On November 5–6, 1861, Savannah, flying Tattnall's flag, in company with CSS Resolute, CSS Sampson, and CSS Lady Davis, offered harassing resistance to a much larger Union fleet, under Flag Officer Samuel Francis Du Pont, preparing to attack Confederate strongholds at Port Royal Sound, South Carolina On November 7, Savannah fired on the heavy Union ships as they bombarded Fort Walker and Fort Beauregard. Driven finally by the Federal gunboats into Skull Creek, Georgia, Tattnall disembarked with a landing party in an abortive attempt to support the fort's garrison, and Savannah returned to Savannah, Georgia to repair damages.

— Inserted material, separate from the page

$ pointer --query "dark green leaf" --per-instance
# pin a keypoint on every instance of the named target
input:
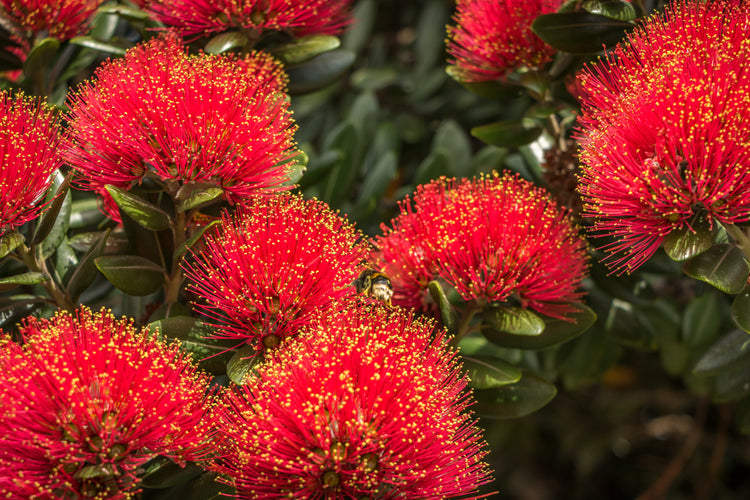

On November 26, 1861, Savannah, in company with Resolute and Sampson, all under Flag Officer Tattnall, weighed anchor from under the guns of Fort Pulaski, Georgia, and attacked Union vessels at the mouth of the Savannah River. On January 28, 1862, the same three vessels delivered supplies to the fort while evading Federal ships. Savannah later assisted in the unsuccessful defense of Fort Pulaski on April 10–11, 1862, and for the remainder of the year served as a receiving ship at the city of Savannah.

Her name was changed to Oconee on April 28, 1863, and in June she was loaded with cotton and dispatched to England to pay for much-needed supplies. After some delay she escaped to sea, only to founder on August 18 during bad weather. A boat with four officers and eleven men was captured two days later; the remainder of her crew escaped.